Over at Brookings, Laurence Chandy and Geoffrey Gertz have been crunching the data in the IMF’s new World Economic Outlook, which came out yesterday (pdf of the WEO executive summary here).
One of the most interesting bits of their analysis is a comparison between the 2008 WEO’s forecasts of countries’ GDP in 2013, and what the new WEO forecasts for the same year – in other words, a measure of how much the financial crisis and global downturn has messed up countries’ prospects.
As the map below shows, Eastern Europe and Russia are the big losers, where “for many countries 2013 incomes will be 15 to 20 percent lower than had been previously expected”. Brazil, China and India emerge more or less unscathed. All in all, “154 economies are now anticipated to be poorer in 2013 than had been thought two years ago, while only 25 are expected to be richer”.

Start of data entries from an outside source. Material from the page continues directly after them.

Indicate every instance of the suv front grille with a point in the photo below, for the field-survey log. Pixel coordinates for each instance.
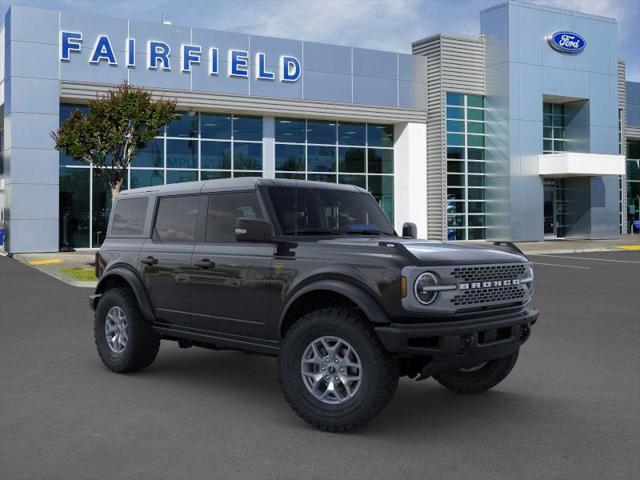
(511, 293)
(483, 273)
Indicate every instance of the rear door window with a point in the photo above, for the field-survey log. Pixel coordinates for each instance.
(176, 219)
(128, 216)
(224, 210)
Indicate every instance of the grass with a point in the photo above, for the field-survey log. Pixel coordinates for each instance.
(82, 274)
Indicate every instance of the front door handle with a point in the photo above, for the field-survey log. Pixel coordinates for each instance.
(205, 264)
(149, 261)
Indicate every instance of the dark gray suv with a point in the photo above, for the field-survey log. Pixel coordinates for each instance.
(314, 274)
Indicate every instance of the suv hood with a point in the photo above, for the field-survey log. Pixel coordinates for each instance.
(430, 252)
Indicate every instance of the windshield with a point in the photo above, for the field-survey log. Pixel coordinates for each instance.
(324, 211)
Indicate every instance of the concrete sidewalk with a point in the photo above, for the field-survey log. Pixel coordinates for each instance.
(626, 242)
(57, 264)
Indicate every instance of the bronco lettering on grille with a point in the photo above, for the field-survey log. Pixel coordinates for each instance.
(494, 283)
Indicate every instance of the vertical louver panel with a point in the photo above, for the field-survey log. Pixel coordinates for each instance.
(454, 64)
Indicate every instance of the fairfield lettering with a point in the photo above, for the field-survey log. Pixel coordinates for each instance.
(160, 57)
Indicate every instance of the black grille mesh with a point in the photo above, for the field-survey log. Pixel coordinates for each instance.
(511, 293)
(483, 273)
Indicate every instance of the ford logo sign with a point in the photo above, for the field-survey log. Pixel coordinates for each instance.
(567, 42)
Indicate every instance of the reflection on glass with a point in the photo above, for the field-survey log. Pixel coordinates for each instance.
(290, 157)
(204, 175)
(292, 176)
(74, 207)
(321, 178)
(357, 180)
(179, 176)
(351, 133)
(247, 156)
(320, 131)
(321, 159)
(380, 161)
(215, 126)
(182, 154)
(351, 159)
(146, 178)
(184, 124)
(101, 207)
(379, 135)
(381, 187)
(290, 130)
(151, 155)
(247, 127)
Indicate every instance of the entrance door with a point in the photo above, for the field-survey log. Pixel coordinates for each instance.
(555, 208)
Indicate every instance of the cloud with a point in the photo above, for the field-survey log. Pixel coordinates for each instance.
(378, 24)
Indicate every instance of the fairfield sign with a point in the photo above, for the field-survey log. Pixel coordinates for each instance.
(159, 56)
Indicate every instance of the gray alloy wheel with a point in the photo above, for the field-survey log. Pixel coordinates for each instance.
(116, 330)
(331, 370)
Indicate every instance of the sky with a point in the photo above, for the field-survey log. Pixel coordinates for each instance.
(378, 24)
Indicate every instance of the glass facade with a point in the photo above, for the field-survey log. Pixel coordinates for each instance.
(194, 146)
(633, 182)
(466, 172)
(345, 152)
(205, 146)
(552, 128)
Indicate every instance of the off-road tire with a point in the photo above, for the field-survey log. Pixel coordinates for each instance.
(481, 380)
(142, 344)
(380, 374)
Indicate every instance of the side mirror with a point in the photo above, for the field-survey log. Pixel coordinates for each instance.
(409, 230)
(253, 230)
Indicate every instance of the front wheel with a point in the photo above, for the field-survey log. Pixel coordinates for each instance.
(333, 370)
(478, 378)
(125, 341)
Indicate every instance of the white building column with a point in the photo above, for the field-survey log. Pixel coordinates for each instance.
(268, 147)
(410, 179)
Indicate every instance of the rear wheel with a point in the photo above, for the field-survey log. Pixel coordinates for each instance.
(125, 341)
(478, 378)
(333, 370)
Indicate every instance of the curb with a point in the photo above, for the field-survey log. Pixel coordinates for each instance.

Africa’s mixed performance will give development analysts lots to chew on. In some of the negative cases, what went wrong is fairly clear: Madagascar’s deep shade of red is presumably due to the coup there in March 09, for instance.
But overall, Chandy and Gertz find that among the 71 economies that managed to post an increase in per capita income in 2009, despite the bitter winds howling around them, we find three quarters of the world’s low income countries “who, contrary to fears, fared relatively well through the crisis”.